Di conseguenza, si viene curati di meno, anche per patologie gravi. Per fare un solo esempio, uno studio apparso sul Giornale di cardiologia già nel luglio scorso evidenziava un crollo del 45-50 per cento nei ricoveri per sindrome coronarica acuta. Se eventi acuti, nei quali il tempismo è decisivo, sono stati così gravemente trascurati, probabilmente le terapie croniche e la prevenzione hanno sofferto ancora di più, dato che le risorse del SSN, che già faticavano a coprire il fabbisogno terapeutico e assistenziale, sono state quasi monopolizzate, almeno in alcune regioni, dalla nuova minaccia.

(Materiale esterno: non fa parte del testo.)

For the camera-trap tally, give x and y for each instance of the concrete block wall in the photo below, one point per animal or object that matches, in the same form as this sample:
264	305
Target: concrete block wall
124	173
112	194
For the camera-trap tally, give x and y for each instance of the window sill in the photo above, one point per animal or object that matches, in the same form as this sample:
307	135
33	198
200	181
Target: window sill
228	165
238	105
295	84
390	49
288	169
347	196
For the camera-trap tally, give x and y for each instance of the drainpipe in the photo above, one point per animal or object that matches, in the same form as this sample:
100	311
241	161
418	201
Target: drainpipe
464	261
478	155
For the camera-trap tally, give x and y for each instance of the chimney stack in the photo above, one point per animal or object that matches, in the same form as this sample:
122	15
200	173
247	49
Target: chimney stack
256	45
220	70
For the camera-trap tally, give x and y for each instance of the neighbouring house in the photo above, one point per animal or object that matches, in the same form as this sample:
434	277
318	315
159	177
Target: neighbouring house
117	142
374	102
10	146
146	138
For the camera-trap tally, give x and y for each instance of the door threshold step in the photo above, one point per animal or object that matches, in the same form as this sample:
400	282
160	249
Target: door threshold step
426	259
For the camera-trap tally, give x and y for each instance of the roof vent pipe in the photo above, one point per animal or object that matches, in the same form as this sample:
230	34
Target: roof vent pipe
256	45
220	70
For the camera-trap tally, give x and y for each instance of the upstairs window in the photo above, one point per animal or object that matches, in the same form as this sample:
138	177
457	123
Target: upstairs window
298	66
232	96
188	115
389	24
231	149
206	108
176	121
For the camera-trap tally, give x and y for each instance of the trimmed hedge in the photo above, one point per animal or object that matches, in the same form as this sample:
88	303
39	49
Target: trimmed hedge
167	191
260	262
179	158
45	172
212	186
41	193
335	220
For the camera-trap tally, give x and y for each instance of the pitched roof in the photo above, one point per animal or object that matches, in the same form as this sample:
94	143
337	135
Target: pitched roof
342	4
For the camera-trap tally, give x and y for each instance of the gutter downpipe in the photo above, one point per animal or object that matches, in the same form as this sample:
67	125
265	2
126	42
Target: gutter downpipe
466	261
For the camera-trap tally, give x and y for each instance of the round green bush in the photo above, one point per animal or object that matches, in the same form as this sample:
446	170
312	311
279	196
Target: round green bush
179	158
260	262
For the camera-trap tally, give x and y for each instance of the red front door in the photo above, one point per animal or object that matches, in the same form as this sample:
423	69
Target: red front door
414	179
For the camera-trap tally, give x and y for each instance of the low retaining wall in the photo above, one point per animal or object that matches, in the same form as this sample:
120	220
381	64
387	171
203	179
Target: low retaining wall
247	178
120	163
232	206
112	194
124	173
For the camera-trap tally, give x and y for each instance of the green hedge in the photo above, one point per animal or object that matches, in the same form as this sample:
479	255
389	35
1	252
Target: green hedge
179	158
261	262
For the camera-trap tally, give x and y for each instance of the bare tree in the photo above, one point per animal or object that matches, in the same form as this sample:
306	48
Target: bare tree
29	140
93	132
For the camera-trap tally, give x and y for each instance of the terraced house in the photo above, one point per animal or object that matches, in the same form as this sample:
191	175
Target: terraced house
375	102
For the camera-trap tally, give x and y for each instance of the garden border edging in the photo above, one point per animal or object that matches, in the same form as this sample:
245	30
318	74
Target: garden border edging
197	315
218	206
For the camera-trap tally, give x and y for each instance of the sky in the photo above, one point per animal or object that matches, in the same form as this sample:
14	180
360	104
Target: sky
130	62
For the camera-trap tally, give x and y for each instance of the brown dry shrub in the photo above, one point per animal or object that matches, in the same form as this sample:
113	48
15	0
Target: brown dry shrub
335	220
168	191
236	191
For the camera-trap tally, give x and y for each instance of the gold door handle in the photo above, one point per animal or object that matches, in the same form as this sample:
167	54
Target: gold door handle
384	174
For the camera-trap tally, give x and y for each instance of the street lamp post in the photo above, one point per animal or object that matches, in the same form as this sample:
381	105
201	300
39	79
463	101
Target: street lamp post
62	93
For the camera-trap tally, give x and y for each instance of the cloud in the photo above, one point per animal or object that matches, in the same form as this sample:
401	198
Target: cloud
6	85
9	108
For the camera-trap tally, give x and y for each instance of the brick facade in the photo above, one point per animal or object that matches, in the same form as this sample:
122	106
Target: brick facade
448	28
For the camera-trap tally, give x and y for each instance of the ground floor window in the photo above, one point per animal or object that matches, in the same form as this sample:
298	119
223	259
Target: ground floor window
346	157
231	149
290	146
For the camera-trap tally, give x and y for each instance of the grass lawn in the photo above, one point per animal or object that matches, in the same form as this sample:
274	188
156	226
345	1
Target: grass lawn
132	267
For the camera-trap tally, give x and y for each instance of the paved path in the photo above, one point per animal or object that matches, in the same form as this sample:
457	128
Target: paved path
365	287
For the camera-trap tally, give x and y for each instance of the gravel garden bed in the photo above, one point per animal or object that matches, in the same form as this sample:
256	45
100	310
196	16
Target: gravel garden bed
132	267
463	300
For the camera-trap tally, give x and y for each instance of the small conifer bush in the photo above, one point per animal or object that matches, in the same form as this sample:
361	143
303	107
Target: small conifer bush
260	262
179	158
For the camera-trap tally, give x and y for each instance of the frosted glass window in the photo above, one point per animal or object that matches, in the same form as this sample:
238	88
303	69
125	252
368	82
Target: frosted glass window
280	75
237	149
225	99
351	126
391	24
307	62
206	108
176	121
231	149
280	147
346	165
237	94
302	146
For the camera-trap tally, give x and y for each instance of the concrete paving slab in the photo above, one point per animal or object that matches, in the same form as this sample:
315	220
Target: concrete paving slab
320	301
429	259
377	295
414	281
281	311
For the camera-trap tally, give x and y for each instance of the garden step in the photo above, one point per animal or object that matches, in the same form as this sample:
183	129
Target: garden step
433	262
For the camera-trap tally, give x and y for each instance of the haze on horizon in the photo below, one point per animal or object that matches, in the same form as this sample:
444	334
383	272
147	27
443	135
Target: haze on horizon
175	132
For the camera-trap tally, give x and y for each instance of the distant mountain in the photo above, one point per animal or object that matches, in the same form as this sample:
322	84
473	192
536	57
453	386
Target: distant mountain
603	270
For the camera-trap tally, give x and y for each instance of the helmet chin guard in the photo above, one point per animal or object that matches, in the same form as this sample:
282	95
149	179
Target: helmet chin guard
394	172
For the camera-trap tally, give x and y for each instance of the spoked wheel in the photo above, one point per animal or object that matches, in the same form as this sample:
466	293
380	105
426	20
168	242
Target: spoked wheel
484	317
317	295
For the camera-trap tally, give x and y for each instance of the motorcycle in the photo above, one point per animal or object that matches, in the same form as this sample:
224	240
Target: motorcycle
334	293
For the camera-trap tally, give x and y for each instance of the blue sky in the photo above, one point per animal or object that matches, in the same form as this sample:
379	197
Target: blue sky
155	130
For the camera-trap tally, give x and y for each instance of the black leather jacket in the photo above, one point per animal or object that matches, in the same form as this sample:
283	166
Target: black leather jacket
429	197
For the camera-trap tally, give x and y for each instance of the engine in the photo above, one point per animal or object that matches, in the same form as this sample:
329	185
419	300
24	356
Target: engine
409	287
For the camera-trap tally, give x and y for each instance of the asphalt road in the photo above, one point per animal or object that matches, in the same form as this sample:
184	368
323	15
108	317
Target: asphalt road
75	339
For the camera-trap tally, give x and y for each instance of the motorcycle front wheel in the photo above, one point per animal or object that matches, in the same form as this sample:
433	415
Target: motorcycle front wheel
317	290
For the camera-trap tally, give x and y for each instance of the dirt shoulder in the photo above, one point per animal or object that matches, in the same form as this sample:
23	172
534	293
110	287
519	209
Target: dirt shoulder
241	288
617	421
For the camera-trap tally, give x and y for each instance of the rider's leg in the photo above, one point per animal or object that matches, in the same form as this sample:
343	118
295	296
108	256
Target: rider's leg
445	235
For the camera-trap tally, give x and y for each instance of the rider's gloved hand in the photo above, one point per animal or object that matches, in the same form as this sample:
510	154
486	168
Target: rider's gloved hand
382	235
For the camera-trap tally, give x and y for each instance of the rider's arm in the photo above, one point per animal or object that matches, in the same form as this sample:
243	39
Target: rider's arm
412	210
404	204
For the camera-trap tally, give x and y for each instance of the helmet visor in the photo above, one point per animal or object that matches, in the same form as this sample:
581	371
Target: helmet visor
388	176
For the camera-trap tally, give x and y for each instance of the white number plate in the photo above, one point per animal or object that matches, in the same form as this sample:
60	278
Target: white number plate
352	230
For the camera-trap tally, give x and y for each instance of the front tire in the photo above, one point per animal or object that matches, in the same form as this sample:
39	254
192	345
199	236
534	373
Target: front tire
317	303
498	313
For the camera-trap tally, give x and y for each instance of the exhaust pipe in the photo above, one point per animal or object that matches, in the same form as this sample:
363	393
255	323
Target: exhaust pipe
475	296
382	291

A queste condizioni, è facile prevedere che, anche se riuscissimo, con una campagna vaccinale finalmente all’altezza delle necessità, a uscire dall’emergenza epidemia, tutto questo arretrato finirà per presentare il conto, con una mortalità complessiva che impiegherà almeno un paio d’anni per tornare ai livelli pre-Covid e con un aggravio di lavoro per tutta la sanità italiana che continuerà ancora a lungo. Al momento, è difficile fare stime appropriate di questa vera e propria onda lunga, anche se i dati sulle prestazioni sanitarie sono disponibili. Va fatto un lavoro di raccolta e analisi che sia capace di guardare in avanti, spingendosi oltre l’emergenza.Dobbiamo (ri)cominciare, a tutti i livelli della sanità, a riflettere sulla domanda di salute nel suo complesso. Non possiamo permetterci di trovarci un’altra volta con la coperta corta di risorse troppo limitate in sanità, al punto che per gestire l’epidemia diventi necessario trascurare le cardiopatie, l’assistenza oncologica e le cronicità, senza contare la prevenzione, la diagnosi precoce e gli interventi di elezione. Questo significa invertire finalmente la tendenza a tagliare la sanità, ma può non bastare. Servono, infatti, due cose: l’integrazione vera di tutti gli attori del sistema salute, quindi non solo ospedale e territorio ma anche pazienti e famiglie, e l’introduzione di una vera cultura dei dati, che permetta di accedere in tempo reale a tutte le informazioni che contano, a tutti i livelli, e di ottimizzare le strutture e le risorse rispetto a tutti i bisogni di salute. L’emergenza è certamente ancora un fatto reale e va certamente affrontata; ma bisogna uscire il prima possibile dalla mentalità dell’emergenza, che ci costringe a concentrarci sul pericolo imminente e ci fa perdere di vista il quadro generale. Ci sono già venticinquemila morti a ricordarci quanto tutto ciò sia importante.